The paper is somewhat ambiguous on whether expressing piezo1 is a function of neuronal health or sickness. The last paragraph appears to have it both ways.

So as we leave paper #1, we note that that neurons can sense the physical characteristics of their environment, even when it’s something as un-natural as a silica colloid. Inhibiting Piezo1 activity by a spider venom toxin (GsMTx4) destroys this ability. The right degree of roughness is healthy for neurons, the wrong degree kills them. Clearly the work should be repeated with other colloids of a different chemical composition.

The next paper [ Science vol. 342 pp. 301, 316 – 317, 373 – 377 ’13 ] Talks about the plumbing system of the brain, which is far more active than I’d ever imaged. The glymphatic system is a network of microscopic fluid filled channels. Cerebrospinal fluid (CSF) bathes the brain. It flows into the substance of the brain (the parenchyma) along arteries, and the fluid between the cellular elements (interstitial fluid) it exchanges with flows out of the brain along the draining veins.

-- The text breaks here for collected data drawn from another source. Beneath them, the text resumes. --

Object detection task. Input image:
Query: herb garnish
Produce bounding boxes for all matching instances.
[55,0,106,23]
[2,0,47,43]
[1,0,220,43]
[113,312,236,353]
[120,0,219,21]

This work was able to measure the amount of flow through the lymphatics by injected tracer into the CSF and/or the brain parenchyma. The important point about this is that during sleep these channels expand by 60%, and beta amyloid is cleared twice as quickly. Arousal of a sleeping mouse decreases the influx of tracer by 95%. So this amazing paper finally comes up with an explanation of why we spend 1/3 of our lives asleep — to flush toxins from the brain.

If you wish to read (a lot) more about this system — see an older post from when this paper first came out — https://luysii.wordpress.com/2013/10/21/is-sleep-deprivation-like-alzheimers-and-why-we-need-sleep-in-the-first-place/

So what is the implication of these two papers for Alzheimer’s disease?

First

The surface roughness of the plaques (800 Angstroms roughness) may physically hurt neurons. The plaques are much larger or Alzheimer would never have seen them with the light microscopy at his disposal.

Second

The size of the plaques themselves may gum up the brain’s plumbing system.

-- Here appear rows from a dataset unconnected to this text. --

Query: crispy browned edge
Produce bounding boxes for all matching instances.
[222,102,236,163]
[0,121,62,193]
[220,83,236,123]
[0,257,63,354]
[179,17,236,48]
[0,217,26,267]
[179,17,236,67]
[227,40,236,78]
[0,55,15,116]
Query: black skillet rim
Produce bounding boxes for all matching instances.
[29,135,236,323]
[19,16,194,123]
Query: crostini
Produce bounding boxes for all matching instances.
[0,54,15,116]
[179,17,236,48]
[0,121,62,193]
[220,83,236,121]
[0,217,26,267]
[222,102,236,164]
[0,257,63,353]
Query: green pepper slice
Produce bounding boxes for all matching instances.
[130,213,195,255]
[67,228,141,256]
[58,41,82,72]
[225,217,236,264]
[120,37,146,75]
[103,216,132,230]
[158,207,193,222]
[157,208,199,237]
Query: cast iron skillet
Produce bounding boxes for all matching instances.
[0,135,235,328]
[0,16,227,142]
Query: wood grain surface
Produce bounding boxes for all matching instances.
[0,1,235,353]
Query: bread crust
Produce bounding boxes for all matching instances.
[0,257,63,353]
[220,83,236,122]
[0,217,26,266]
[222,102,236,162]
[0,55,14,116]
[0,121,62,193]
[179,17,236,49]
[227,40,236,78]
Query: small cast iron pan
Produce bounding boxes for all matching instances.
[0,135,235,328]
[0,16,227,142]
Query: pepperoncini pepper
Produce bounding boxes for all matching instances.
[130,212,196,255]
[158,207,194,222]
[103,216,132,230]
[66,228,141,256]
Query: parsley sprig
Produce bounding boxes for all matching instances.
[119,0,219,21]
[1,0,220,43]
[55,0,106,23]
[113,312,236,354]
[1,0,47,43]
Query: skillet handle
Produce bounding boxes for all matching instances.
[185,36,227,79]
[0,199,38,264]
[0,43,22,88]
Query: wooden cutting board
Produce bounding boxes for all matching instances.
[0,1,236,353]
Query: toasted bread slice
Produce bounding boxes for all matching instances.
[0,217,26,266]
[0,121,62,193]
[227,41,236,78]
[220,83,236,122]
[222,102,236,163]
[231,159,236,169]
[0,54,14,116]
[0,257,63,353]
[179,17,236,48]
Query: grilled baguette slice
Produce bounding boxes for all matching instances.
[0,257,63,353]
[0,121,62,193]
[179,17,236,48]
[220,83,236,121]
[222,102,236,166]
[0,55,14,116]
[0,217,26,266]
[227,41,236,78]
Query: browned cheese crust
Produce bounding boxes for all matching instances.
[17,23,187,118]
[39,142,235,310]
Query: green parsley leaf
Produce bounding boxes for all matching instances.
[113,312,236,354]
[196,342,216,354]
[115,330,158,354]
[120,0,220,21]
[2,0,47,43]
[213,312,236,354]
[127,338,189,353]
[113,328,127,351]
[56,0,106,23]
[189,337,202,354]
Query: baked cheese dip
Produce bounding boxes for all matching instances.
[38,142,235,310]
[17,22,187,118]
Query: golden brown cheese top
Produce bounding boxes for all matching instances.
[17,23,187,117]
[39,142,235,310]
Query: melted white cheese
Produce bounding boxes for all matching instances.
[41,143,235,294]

The tracer work should certainly be repeated with mouse models of Alzheimer’s, far removed from human pathology though they may be.

I find this extremely appealing because it gives us a new way of thinking about this terrible disorder. In addition it might explain why cognitive decline almost invariably accompanies aging, and why Alzheimer’s disease is a disorder of the elderly.

Next, assume this is true? What would be the therapy? Getting rid of the senile plaques in and of itself might be therapeutic. It is nearly impossible for me to imagine a way that this could be done without harming the surrounding brain.

Before we all get too excited it should be noted that the correlation between senile plaque burden and cognitive function is far from perfect. Some people have a lot of plaque (there are ways to detect them antemortem) and normal cognitive function. The work also leaves out the second pathologic change seen in Alzheimer’s disease, the neurofibrillary tangle which is intracellular, not extracellular. I suppose if it caused the parts of the cell containing them to swell, it too could gum up the plumbing.

As far as I can tell, putting the two papers together conceptually might even be original. Prasad Shastri, the author of the first paper, was very helpful discussing some points about his paper by Email, but had not heard of the second and is looking at it this weekend.